Winter has a way of transforming even the most recognizable places into fairy-tale fantasies almost overnight. Just turn down the temperature a few degrees and the lush greenery of Oregon's famous Multnomah Falls suddenly resembles a scene out of Norse mythology. Photographer Janis Miglavs captured this frosty image with his medium-format Mamiya 645 camera, using Provia 100 film, during an unusually cold winter in the Portland area. "This is one of the most visited, most photographed tourist spots in the whole state of Oregon," he says. "But on that day, I was the only one around. I never saw any footprints. It was just this wonderland of snow and ice."

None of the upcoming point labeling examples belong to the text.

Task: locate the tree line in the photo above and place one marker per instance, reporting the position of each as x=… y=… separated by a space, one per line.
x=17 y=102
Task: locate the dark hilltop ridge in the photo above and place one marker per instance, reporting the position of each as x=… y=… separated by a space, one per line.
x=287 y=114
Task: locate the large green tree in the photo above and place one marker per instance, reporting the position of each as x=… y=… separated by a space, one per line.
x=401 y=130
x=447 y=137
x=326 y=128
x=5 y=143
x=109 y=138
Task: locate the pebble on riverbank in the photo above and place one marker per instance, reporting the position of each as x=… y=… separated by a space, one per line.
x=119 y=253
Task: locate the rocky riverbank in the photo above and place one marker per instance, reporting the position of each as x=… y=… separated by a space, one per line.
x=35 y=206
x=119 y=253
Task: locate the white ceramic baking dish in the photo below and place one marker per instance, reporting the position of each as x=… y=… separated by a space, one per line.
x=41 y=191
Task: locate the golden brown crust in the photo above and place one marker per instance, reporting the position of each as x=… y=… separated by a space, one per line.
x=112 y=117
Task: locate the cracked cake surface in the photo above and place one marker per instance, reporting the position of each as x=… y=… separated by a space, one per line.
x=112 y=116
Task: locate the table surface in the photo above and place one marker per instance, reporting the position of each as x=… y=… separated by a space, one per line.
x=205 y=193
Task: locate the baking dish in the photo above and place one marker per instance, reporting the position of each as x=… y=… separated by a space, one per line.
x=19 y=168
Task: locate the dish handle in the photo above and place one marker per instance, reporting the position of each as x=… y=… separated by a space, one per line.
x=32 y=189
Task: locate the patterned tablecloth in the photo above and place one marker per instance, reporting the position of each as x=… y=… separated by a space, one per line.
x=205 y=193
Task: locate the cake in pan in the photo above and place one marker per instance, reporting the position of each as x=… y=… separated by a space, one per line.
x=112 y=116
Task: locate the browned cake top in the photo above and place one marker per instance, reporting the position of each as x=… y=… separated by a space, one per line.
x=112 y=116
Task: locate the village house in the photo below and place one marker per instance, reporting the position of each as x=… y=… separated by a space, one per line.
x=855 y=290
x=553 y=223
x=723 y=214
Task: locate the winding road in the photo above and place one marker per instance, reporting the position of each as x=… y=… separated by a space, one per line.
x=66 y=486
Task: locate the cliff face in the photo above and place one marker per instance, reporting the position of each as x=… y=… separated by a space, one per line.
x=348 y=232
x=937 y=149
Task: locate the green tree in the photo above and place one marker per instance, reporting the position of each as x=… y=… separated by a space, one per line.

Miglavs is a well known adventure travel photographer who has seen some of the most exotic lands on the planet. His traveling exhibition, "Africa's Undiscovered Myths," will be making the rounds this fall and winter at The White Gallery and Linn-Benton Community College in Portland, and the Old Redmond (Wash.) Schoolhouse Community Center.
Yet Miglavs, working out of a studio in a converted barn next to his home, is still fascinated by the scenery near his own backyard. Living in the rural town of Sherwood, Ore., at an elevation of about 800 feet, he gets plenty of opportunities to see how winter changes the landscape around him.
"Every time it snows, I go out to take a look at the waterfalls in the area," he says. "I love to watch the snow and ice try to encroach out on the flowing water. One thing I like to do is get the falls when they completely freeze over, so you see this amazing wall of ice."
Currently, Miglavs is working on a new project that may involve more Oregon scenery. "I'm working with a publisher on a couple of books about vineyards," he says. "I have some great shots of snow-covered vineyards near my home, so I'm trying to sell him on the Pacific Northwest."